Hey guys… I am attempting to finish some pine wainscotting board in a dark walnut finish. The color is coming out a light to medium color. What am I doing wrong? I am using a walnut minwax stain (Polyshade).


----------



## Russel

If you're only using one coat, that could be a problem. That pine really sucks that stuff up. I typically use at least two coats letting it dry with a light sanding between. My grandson's bed came out pretty dark.

http://lumberjocks.com/projects/3890


----------



## TomFran

Polyshade does not penetrate the wood; it only "lays" on it. The only way to make it darker with Polyshades is to add more and more coats.

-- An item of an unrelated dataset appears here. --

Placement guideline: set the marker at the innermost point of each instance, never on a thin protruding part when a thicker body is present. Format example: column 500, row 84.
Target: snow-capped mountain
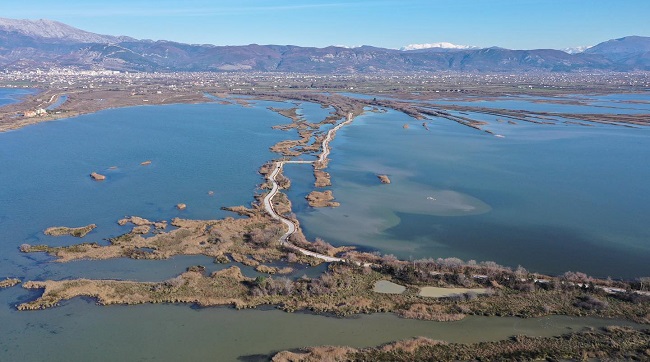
column 440, row 45
column 576, row 50
column 49, row 29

If you want to get pine darker, you use stain which penetrates the wood. And, you have to be careful of sanding with sandpaper that is finer than say, 150. Sanding too fine won't allow the stain to penetrate sufficiently to get it dark.

Pine is very tricky. I have had best results getting an even finish by using Minwax Preconditioner. I did this project using the preconditoner and was satisfied with the results. Finishing is a whole other specialty. Many of us have done a decent job building something only to do a poor job of finishing.


----------



## sbryan55

i agree Tom. The only problem with prefinishing and then putting on an oil stain is that pine will have trouble taking up the stain, which is the point of prefinishing. It does tend to be lighter and multiple applications of oil based stains produces little darkening of the wood. By the same token if you omit the preconditioner then the wood will blotch but it will be much darker.

One note here is that application of finish will darken the piece as well.

Tom you are right pine is tricky to work with.


----------



## Russel

You're right Tom. I missed the fact that he was using Polyshade. I don't typically use them, so it didn't even enter my mind.


----------



## gizmodyne

Think about doing some stain samples first. Those polyshades are tricky. You could also try to mix in some standard minwax walnut to tint in darker. Anyway you go, don't get impatient. Let each coat dry before you monkey with the next.

Good luck.


----------



## woodworkn4me

Going with stain then poly method. I cannot seem to get the Polyshade to get as dark as I prefer. Thanks for the advise guys.


----------



## rmora76393

What TopE5 says is true … sand/seal & satin using a gel with a mohogany tint, then lightly sand with 220 paper


----------